I apologize, in advance, for the whininess of this post. I'm feeling frustrated and need to vent a little.
First of all, it's hard having a baby who is super laid back about nursing AND having a slowdown in growth. I feel like life would be so much easier if she was ultra-demanding (I know, the grass is always greener...), because then I wouldn't feel so much pressure to "make sure" she's getting enough.
Basically, my 7.5 month old daughter would probably cue around 5-6 times a day. I say "probably" because I honestly don't know, since I've always offered way more than that to keep her up in the 9-11 times per day range. I know that's typically the recommendation in order to ensure they're taking in enough milk, so that's what I've always done. However, she often only nurses a very short time because she just isn't hungry.
Part of my frustration is because I've gotten different advice from a well-known breastfeeding doctor. He told me I should only feed on cue, even if its only 5 times per day, and that as long as she is swallowing well for several minutes per feeding, she's getting plenty. His suggestion as far as some slow growth she's had was to increase my domperidone (which I started on his suggestion to increase my "flow" because of fussiness, not because of weight or diaper issues). His feeling is that more milk in my breasts will mean more weight gain, which makes sense. However, I feel like my daughter already leaves behind milk at nearly every feeding (I know they're never empty, but I can easily express each time after she eats). It's just that she simply doesn't want more. She's NEVER in satisfied or fussy after feedings.
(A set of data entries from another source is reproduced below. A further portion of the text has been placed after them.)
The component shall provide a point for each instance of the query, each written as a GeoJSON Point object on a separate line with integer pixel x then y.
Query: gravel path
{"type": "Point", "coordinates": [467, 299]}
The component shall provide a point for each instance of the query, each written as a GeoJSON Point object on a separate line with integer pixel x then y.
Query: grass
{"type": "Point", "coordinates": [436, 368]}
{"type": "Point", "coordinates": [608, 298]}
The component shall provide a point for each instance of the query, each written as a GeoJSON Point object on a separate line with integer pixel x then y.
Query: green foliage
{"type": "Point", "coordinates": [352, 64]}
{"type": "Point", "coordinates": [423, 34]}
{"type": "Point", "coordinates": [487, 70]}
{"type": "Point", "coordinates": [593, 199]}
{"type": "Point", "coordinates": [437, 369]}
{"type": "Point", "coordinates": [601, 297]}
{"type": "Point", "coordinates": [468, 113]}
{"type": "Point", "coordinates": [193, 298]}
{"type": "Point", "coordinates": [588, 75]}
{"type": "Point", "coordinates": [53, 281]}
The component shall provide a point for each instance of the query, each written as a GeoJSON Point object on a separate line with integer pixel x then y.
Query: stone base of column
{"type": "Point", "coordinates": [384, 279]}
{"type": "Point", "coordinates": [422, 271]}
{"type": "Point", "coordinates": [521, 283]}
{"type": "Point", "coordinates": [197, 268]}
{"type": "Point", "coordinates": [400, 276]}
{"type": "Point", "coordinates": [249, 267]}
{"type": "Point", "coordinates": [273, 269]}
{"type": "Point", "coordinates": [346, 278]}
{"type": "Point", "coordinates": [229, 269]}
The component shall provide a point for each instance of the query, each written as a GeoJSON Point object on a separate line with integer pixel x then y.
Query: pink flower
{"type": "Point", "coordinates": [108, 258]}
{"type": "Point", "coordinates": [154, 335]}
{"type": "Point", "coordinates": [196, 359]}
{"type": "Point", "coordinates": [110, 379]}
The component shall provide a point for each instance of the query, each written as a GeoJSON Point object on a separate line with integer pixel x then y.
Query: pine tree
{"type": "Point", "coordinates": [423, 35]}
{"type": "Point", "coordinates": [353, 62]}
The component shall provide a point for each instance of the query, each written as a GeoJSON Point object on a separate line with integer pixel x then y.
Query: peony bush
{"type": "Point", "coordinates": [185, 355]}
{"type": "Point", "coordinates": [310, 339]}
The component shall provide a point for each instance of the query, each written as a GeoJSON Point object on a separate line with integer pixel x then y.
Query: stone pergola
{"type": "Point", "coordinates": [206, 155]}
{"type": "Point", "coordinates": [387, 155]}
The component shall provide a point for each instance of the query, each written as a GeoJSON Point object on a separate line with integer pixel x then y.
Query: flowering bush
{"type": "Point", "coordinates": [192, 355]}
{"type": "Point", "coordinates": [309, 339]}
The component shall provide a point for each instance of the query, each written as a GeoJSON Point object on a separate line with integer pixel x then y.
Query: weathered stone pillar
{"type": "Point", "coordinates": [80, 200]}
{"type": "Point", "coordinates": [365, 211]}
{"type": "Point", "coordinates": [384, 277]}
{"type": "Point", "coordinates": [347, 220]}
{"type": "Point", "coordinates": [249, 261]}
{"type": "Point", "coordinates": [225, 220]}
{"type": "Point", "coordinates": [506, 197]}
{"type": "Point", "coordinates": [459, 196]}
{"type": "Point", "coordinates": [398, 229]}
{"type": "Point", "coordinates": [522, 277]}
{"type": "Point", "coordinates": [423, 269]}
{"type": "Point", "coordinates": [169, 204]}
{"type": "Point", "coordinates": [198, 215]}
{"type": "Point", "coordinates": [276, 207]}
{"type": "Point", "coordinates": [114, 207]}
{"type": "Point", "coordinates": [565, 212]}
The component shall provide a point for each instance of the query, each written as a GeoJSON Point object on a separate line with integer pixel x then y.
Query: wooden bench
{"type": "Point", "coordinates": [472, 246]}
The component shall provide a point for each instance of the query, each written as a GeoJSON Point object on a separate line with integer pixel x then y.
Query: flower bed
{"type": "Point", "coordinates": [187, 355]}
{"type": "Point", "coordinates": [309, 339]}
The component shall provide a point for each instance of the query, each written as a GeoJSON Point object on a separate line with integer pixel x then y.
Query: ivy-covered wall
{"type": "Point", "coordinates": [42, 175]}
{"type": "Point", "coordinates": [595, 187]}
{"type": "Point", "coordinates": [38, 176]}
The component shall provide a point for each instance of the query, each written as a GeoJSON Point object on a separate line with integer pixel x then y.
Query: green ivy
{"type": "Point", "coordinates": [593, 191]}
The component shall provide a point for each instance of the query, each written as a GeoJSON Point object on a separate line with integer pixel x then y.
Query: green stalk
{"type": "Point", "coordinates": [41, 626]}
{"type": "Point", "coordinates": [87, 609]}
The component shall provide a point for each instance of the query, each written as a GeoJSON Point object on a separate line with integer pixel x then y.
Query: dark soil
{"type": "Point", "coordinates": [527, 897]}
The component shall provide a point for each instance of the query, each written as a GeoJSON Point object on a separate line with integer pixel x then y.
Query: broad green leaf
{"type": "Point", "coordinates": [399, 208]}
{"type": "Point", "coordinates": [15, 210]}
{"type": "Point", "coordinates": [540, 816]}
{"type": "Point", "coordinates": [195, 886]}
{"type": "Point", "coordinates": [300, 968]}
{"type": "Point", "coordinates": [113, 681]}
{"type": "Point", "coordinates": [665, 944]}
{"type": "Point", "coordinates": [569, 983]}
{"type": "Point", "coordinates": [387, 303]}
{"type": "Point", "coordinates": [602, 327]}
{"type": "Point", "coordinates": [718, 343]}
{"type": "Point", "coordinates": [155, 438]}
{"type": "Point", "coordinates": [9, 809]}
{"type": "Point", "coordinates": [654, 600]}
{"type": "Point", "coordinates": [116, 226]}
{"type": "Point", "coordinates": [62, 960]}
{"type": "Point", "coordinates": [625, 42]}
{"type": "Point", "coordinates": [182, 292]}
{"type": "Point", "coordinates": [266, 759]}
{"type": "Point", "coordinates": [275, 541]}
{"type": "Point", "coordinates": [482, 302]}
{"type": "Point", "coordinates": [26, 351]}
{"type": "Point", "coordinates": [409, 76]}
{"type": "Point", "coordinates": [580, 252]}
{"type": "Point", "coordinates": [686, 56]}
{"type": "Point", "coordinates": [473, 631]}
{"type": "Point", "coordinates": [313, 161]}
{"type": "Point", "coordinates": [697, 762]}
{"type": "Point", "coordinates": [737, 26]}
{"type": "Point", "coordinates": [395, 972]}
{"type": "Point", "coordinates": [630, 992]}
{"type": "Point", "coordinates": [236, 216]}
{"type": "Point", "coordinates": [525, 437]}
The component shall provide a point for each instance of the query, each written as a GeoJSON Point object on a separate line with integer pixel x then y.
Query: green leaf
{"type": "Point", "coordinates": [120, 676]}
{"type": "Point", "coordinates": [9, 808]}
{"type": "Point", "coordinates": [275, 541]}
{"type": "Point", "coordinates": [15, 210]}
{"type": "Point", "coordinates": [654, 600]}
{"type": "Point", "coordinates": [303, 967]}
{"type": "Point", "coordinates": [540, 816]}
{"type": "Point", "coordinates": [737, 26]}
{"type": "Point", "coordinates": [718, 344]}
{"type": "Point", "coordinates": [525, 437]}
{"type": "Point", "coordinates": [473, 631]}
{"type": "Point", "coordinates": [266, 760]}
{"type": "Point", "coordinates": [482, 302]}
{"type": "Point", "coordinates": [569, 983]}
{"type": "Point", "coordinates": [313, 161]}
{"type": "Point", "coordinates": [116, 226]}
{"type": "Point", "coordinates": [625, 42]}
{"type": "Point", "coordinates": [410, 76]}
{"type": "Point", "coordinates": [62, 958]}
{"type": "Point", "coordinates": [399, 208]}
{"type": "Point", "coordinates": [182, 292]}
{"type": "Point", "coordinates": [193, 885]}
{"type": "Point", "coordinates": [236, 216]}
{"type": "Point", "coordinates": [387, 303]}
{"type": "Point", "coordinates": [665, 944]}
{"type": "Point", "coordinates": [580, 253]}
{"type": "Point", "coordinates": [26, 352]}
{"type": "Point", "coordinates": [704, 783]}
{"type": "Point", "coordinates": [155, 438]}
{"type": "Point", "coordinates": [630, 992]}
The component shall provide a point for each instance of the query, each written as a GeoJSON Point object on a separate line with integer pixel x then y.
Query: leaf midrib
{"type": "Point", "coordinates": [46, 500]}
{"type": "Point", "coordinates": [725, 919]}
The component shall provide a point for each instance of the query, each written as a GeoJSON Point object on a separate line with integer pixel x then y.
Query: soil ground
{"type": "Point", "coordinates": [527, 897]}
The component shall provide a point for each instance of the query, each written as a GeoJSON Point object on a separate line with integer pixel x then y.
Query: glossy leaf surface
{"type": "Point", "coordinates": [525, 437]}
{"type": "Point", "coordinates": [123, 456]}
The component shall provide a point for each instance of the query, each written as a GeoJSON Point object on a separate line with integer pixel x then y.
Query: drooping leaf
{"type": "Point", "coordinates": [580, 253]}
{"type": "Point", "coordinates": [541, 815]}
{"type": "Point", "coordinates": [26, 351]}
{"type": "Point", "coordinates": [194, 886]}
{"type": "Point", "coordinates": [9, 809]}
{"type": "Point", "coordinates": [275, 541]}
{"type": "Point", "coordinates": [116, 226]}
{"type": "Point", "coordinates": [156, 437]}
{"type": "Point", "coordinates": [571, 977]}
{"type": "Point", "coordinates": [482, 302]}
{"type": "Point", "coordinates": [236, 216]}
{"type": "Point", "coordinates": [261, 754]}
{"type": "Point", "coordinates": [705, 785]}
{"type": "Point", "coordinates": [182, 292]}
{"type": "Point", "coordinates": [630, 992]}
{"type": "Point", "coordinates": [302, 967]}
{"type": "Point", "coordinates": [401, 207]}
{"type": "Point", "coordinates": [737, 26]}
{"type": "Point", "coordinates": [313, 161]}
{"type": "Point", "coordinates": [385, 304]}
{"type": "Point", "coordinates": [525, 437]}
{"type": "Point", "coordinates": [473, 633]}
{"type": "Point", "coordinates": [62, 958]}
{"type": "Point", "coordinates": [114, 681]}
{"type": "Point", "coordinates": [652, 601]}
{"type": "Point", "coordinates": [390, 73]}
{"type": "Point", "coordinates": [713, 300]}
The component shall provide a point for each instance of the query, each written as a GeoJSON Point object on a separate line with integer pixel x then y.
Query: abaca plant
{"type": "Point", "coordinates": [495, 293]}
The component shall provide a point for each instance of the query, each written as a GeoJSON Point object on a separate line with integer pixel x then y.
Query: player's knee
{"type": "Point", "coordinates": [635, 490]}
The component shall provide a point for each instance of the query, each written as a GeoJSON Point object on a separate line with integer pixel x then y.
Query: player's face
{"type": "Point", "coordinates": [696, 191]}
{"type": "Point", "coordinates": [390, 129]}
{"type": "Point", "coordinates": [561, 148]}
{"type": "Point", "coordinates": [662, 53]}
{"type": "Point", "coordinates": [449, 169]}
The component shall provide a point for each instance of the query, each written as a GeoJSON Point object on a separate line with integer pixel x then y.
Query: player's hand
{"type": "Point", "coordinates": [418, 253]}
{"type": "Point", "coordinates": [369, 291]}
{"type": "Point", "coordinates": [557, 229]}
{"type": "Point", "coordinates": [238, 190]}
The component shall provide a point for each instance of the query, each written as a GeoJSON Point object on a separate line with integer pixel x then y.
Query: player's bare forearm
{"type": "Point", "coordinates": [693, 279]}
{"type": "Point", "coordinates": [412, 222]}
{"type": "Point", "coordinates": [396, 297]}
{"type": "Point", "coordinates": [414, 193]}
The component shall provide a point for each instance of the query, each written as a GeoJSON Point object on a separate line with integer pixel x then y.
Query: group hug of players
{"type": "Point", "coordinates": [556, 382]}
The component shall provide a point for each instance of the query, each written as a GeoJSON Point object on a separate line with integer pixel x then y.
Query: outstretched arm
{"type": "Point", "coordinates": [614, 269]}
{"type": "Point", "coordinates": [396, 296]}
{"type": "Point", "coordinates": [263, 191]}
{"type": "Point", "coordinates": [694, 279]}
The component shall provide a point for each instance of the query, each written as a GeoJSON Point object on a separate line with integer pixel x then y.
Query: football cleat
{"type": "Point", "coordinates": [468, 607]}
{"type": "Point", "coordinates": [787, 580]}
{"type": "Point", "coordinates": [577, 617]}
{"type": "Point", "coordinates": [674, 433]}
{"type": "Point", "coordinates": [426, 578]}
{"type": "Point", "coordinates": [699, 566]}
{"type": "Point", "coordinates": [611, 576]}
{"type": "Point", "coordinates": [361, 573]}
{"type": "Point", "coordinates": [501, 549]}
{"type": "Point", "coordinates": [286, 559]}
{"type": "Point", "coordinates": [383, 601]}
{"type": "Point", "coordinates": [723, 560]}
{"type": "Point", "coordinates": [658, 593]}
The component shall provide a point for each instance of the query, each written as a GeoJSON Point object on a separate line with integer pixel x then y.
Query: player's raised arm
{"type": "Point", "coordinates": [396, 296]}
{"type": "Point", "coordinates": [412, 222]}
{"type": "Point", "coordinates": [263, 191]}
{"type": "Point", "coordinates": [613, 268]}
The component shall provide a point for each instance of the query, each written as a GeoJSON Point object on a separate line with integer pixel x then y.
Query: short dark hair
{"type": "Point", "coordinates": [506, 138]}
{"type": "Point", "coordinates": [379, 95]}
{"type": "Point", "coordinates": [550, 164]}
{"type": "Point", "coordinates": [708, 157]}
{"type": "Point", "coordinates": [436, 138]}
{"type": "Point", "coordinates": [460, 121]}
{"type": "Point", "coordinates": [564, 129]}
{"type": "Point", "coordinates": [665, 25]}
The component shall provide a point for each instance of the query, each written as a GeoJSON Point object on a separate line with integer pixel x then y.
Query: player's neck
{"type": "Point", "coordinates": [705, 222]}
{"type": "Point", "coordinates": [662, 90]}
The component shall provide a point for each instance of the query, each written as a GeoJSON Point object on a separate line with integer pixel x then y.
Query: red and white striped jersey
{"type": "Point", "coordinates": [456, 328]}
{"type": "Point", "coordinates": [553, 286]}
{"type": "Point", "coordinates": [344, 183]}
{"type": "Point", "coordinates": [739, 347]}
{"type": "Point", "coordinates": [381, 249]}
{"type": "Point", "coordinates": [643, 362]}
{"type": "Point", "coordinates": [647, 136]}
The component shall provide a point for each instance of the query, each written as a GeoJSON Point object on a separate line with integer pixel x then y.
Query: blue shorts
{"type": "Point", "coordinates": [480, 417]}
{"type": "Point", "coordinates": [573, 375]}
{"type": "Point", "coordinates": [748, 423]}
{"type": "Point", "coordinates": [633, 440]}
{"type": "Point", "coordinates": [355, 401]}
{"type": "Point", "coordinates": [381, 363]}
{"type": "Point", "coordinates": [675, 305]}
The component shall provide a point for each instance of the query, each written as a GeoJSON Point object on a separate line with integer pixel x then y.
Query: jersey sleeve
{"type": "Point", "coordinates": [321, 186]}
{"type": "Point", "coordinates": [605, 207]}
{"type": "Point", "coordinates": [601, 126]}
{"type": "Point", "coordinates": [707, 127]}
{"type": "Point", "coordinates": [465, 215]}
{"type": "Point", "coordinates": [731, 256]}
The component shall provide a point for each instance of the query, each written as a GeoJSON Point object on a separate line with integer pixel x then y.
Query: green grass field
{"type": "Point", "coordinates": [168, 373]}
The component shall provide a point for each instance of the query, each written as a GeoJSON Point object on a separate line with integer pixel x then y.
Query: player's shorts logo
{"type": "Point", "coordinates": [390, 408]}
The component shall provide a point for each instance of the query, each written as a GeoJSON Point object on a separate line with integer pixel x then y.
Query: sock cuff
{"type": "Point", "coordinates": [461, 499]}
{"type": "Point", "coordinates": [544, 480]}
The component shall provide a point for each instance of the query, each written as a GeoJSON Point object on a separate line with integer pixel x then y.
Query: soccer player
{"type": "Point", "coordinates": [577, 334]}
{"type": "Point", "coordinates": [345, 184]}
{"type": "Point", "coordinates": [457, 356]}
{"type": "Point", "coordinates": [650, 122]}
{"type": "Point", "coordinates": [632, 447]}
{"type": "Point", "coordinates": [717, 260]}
I don't know. I think my anxiety is flaring up.
Anyway, her weight gain was fine until her 6 month check up. She went from 13lbs, 10oz at 4 months to 15lbs even at 6 months. I know growth slows down, but she gained way less than even the minimum average for that age range. Then, at 6months 3weeks, she went in for a sick appointment and was just at 15lbs, 5oz. Granted, she had RSV, so her weight gain was probably reflective of being so sick.
All of this to say, I'm tired of engineering our days worth of feedings, if you know what I mean. I can count on her not cueing, so I basically plan out when I'm going to offer. I think through errands we need to run and plan her feedings accordingly. It just seems so abnormal. Is there a better way to approach this situation? I obviously drop everything and feed her if she does cue (and embarassingly, I don't even know for sure how she cues anymore). But she'll go hours happily if I don't offer her to nurse. Then, most of the time, she'll nurse less than 10 minutes. I can feel my letdowns and she pretty much always gets at least one, so maybe that's plenty?
I feel like I'd have a lot of peace if I did a day or two of pre and post weights, but the closest BF scale to rent is 3 hours away. I've honestly considered driving there, renting it for a day and staying overnight in a hotel just to have an idea of what her intake is. Then I could rest in knowing she's getting plenty of milk in this crazy way I'm having to feed her. And her weight gain is just who she is and not a factor of not enough intake.
Did I mention she is still super distracible and won't nurse in public at all? For that matter, she won't nurse in our living room if the family is home because she's so distracted. That could be because she just isn't hungry all of these times I'm offering her to nurse! Argh!
Should I just back off and only feed her on cue for a while?
Sorry for the vent. I'm just so anxious for her 9 month checkup...and it's 6 weeks away!